Conformal Inference for Time Series over Graphs
This addresses trustworthy decision-making in networked dynamic environments, representing a novel integration of existing methods rather than a paradigm shift.
The paper tackles uncertainty quantification for graph time series by developing a conformal prediction framework that incorporates both graph structure and temporal dynamics, achieving up to 80% smaller prediction regions while maintaining desired coverage guarantees.

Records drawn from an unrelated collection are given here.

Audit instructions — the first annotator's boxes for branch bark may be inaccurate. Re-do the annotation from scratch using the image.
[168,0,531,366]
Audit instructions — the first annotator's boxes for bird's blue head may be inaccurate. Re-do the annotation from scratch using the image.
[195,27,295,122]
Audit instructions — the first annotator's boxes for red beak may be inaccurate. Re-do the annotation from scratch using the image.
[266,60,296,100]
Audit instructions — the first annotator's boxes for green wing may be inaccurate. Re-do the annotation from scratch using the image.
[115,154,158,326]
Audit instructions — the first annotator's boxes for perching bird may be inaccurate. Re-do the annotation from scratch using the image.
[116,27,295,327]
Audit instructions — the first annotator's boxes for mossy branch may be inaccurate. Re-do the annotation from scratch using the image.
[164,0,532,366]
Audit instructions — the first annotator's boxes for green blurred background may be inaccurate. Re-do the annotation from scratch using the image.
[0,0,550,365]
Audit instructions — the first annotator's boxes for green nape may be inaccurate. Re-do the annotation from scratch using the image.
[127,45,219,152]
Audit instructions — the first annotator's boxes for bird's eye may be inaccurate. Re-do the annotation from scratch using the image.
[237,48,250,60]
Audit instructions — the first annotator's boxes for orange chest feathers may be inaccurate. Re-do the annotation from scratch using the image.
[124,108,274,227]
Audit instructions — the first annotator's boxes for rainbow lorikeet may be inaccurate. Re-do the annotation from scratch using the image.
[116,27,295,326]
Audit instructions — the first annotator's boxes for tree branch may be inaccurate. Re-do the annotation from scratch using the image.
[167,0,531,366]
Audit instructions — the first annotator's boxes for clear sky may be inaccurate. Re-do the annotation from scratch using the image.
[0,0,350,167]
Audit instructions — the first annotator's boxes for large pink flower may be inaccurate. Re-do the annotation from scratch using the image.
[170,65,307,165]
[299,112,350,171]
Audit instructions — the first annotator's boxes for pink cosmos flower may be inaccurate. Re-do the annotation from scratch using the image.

Trustworthy decision making in networked, dynamic environments calls for innovative uncertainty quantification substrates in predictive models for graph time series. Existing conformal prediction (CP) methods have been applied separately to multivariate time series and static graphs, but they either ignore the underlying graph topology or neglect temporal dynamics. To bridge this gap, here we develop a CP-based sequential prediction region framework tailored for graph time series. A key technical innovation is to leverage the graph structure and thus capture pairwise dependencies across nodes, while providing user-specified coverage guarantees on the predictive outcomes. We formally establish that our scheme yields an exponential shrinkage in the volume of the ellipsoidal prediction set relative to its graph-agnostic counterpart. Using real-world datasets, we demonstrate that the novel uncertainty quantification framework maintains desired empirical coverage while achieving markedly smaller (up to 80% reduction) prediction regions than existing approaches.